Showalter V M, Compton D R, Martin B R, Abood M E
Department of Pharmacology and Toxicology, Medical College of Virginia, Virginia Commonwealth University, Richmond, USA.
J Pharmacol Exp Ther. 1996 Sep;278(3):989-99.
Two cannabinoid receptors have been identified to date; one is located predominantly in the central nervous system (CB1), whereas the other is located exclusively in the periphery (CB2). The purposes of this study were to explore further the binding requirements of the CB2 receptor and to search for compounds displaying distinct affinities for either cannabinoid receptor. The binding affinities of a series of cannabinoids tested previously at the CB1 receptor were determined at cloned human CB1 and CB2 receptors using a filtration assay. In addition, possible allosteric regulation of the CB2 receptor was examined. Sodium and a GTP analog elicited a concentration-dependent decrease in specific binding to the CB2 receptor. The affinity of cannabinol for CB2 receptors (Ki = 96.3 +/- 14 nM) was confirmed to be in approximately the same range as that of delta 9-THC (Ki = 36.4 +/- 10 nM). Affinities at cloned CB1 and CB2 receptors were compared with affinities determined in the brain. Although most of the chosen compounds did not discriminate between CB1 and CB2, several ligands were identified that showed selectivity. Affinity ratios demonstrated that two 2'-fluoro analogs of anandamide were over 23-fold selective for the CB1 receptor and confirmed the CB1 selectivity of SR141716A {N- (piperidin-1-yl)-5-(4-chlorophenyl)-1-(2, 4-dichlorophenyl)-4- methyl-1H-pyrazole-3-carboxamidehydrochloride}. In addition, WIN-55, 212-2 {(R)-(+)-2, 3-dihydro-5-methyl-3-[(4-morpholinyl) methyl] pyrrolo[1,2,3-de]-1,4-benzoxazin-6-yl methanone} and a closely related propyl indole analog were shown to be 6.75- and 27.5- fold selective, respectively, for the CB2 receptor. These ligands can now serve as a basis for the design of compounds with even greater selectivity.
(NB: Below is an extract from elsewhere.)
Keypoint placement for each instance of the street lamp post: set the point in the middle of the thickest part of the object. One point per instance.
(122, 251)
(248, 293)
迄今为止已鉴定出两种大麻素受体;一种主要位于中枢神经系统(CB1),而另一种仅位于外周(CB2)。本研究的目的是进一步探索CB2受体的结合要求,并寻找对任一大麻素受体具有不同亲和力的化合物。使用过滤分析法在克隆的人CB1和CB2受体上测定了先前在CB1受体上测试的一系列大麻素的结合亲和力。此外,还研究了CB2受体可能的变构调节。钠和一种GTP类似物引起与CB2受体特异性结合的浓度依赖性降低。大麻酚对CB2受体的亲和力(Ki = 96.3±14 nM)被证实与δ9-四氢大麻酚(Ki = 36.4±10 nM)大致在相同范围内。将克隆的CB1和CB2受体上的亲和力与在脑中测定的亲和力进行了比较。尽管大多数所选化合物不能区分CB1和CB2,但鉴定出了几种具有选择性的配体。亲和力比值表明,花生四烯酸乙醇胺的两种2'-氟类似物对CB1受体的选择性超过23倍,并证实了SR141716A {N-(哌啶-1-基)-5-(4-氯苯基)-1-(2,4-二氯苯基)-4-甲基-1H-吡唑-3-甲酰胺盐酸盐}对CB1受体的选择性。此外,WIN-55,212-2 {(R)-(+)-[2,3-二氢-5-甲基-3-((4-吗啉基)甲基]吡咯并[1,2,3-de]-1,4-苯并恶嗪-6-基](1-萘基)甲酮}和一种密切相关的丙基吲哚类似物分别被证明对CB2受体具有6.75倍和27.5倍的选择性。这些配体现在可作为设计具有更高选择性的化合物的基础。